My father wheeled around.

A kilometer away, a polar bear stared right at them.

 It stood on its hind legs. My father thought about the gun. He thought about what John and the outfitters had told him. There are two dummy bullets to scare it away. Shoot it in the shoulder so it can’t run. But neither man touched their guns. They were transfixed. The bear satisfied its curiosity, came down on all fours, and lumbered away.

My father is a man who avoids swatting flies or disposing of the unfortunate mice we sometimes trap in our house, so strongly does he empathize with them. Perhaps the Arctic knew this, and gave him a reprieve.

***

One of my father’s clearest memories of the whole experience is the moment I careened into his arms upon his return. Only five, I took in his beard and chapped face with great interest. He gifted me with the neck and flipper bones of a long-departed seal he had found on the ice. Other parents might find this macabre, but my father respects children too much to cushion them from the candor of life.

He has never returned to the Arctic, but Jim did in 2013. He remembers a glacier near the long and thin Stewart Lakes on the island from his trip in 1997. He stood with my father near the river, bathed in the awesome glacier’s shadow. It curved along the ground, rising a hundred feet tall. When he returned 16 years later, he set out to photograph it under more favourable conditions.

Jim arrived at the spot where he swore it stood. No glacier. He checked his map and looked up. No glacier. He got out his GPS device and verified he was correct. No glacier. He felt terrified by the sheer amount of ice that had vanished, nothing but a muddy plain   left in its wake.

My father crossing the Sam Ford Fjord. Photo credit: Jim Lamont

My father crossing the Sam Ford Fjord. Photo credit: Jim Lamont

In 1997, the Baffin Island skies were a startling blue on a good day, thick and grey on a foggy one. That far north, during the weeks of their trip, the sun never set. The sky grew orange and grey and blue as the sun rotated in the sky, dipping low behind the mountains. Some days, the clouds would sink to the base of the mountains, hugging the ice as the men walked across it. The expanse of white before them was occasionally punctuated by patches of scrubby vegetation and bursts of tiny, magenta flowers. But the ice covered everything, so much so that my father felt, most of the time, as though he had departed the Earth.

The neck and flipper bone have since been wrapped with wire and hang on our Christmas tree every year. Nestled among the glittery decor, they serve as a ghostly reminder. This otherworldly place is trickling away.

***

At the end of our interview, I pressed my father for further details. Exactly where were you when you rested on the shoulder of that mountain, eavesdropping on the climbers who looked like two dots from afar? Do you know precisely how the skidoo slipped into the water on the trip back, flooding the engine?
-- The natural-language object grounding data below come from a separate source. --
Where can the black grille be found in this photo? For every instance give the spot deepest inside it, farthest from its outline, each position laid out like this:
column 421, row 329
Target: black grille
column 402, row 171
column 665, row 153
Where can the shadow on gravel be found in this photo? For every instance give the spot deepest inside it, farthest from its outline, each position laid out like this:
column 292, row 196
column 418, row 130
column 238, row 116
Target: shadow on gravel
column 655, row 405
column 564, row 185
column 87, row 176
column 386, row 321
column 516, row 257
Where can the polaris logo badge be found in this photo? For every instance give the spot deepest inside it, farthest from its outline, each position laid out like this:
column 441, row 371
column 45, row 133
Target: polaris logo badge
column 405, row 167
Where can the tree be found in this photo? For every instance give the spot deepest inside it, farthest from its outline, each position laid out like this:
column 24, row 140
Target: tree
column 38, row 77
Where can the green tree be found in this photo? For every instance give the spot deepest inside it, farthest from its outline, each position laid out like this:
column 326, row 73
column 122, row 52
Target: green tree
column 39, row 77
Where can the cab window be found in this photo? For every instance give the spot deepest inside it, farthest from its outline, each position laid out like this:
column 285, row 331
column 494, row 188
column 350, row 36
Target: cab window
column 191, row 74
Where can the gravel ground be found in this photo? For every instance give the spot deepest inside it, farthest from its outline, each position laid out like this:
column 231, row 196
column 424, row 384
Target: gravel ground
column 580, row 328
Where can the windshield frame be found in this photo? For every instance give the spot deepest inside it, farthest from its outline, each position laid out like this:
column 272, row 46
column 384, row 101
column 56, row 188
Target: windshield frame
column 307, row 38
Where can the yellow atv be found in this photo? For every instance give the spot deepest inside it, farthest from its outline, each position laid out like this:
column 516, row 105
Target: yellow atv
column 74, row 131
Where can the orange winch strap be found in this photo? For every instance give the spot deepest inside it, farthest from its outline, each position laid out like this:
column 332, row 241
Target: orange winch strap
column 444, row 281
How many miles did you travel each day?

My father opened his mouth and paused, and in that moment he was trying to convey to me, impossibly, thousands of textures and sensations. He was trying to distill the essence of an experience into days, boiling down its magnificence into quantities expressed in time and distance.

And then he did what he always does. He chose not to answer the questions, the questions that are an affront to nature, the questions that cannot be answered so simply.

“It was immaterial,” he said. “It was the Arctic.”